Mount of an American Robin.

This American Robin (Turdus migratorius), with its naturalized look, was in fact preserved in its integrity, including skin, skeleton and all internal organs. Only the water contained in the body was extracted by freeze-drying. It was unfortunately the only surviving specimen from a series prepared at the Canadian Museum of Nature. Image: Kamal Khidas © Canadian Museum of Nature

However, unlike the ease of handling associated with plastinated specimens, museum specimens prepared or preserved using the above techniques have a few drawbacks. Mammals and birds prepared using freeze-drying techniques are now too fragile and brittle to be handled extensively. In addition, body fats seep through the skin and damage the fur or feathers, making the specimens more prone to insect attacks. From the specimens in our bird collection prepared in this way, only the American Robin was saved from these destructive agents. Specimens kept in alcohol or formalin pose some challenges because of the dangerous nature of these chemical preservatives, likely to cause serious health problems in humans.

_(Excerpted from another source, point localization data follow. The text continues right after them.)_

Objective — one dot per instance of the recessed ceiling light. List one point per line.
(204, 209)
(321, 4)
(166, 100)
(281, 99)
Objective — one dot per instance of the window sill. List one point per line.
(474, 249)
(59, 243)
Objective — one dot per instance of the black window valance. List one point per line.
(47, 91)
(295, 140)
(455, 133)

Plastination would be of great value in exhibitions because it produces realistic specimens. Museums would greatly benefit from it because specimens no longer need any maintenance. Why isn’t it being used? Is it because this technique is too costly that museums are so reluctant? Note that preparing the giraffe for the BodyWorlds: Animal Inside Out exhibition required almost 30,000 person-hours of work. An elephant not shown at the museum in Ottawa required 65,000 person-hours. In other words, if I set out to prepare this elephant by myself, I would need 33 years of full-time work to complete the project. It would then be the only project I would complete in my entire career! That’s much too long for a single specimen.

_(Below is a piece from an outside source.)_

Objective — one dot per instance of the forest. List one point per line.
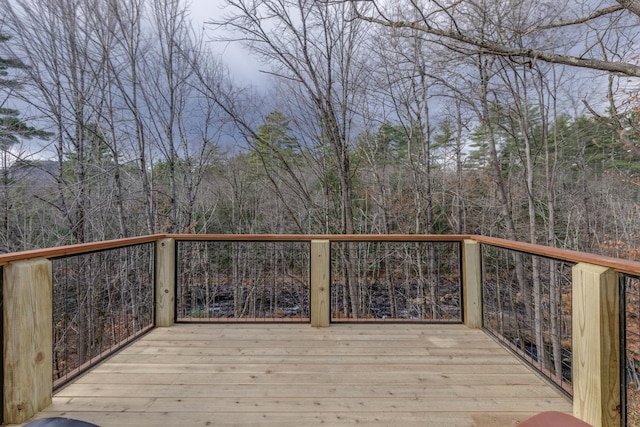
(502, 118)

The giraffe specimen in Animal Inside Out.

The giraffe in the BodyWorlds: Animal Inside Out exhibition at the Canadian Museum of Nature. Image: Amy Zambonin © Canadian Museum of Nature

Plastination is better adapted to the needs of teaching general anatomy. It is not used in natural history museums. There is however one point in common between plastination and taxidermy in a museum setting. While in the first case the skin is removed to show the original structural configuration of the body’s internal organs, the animals are reconstituted at the museum with the skin back on, in an artistic and often theatrical fashion to exhibit them as naturalized specimens. In this way, specimens in both cases are no longer simply corpses, but creatures that come to life. They are shown in all their splendour to foster an appreciation of, and profound respect for, living things.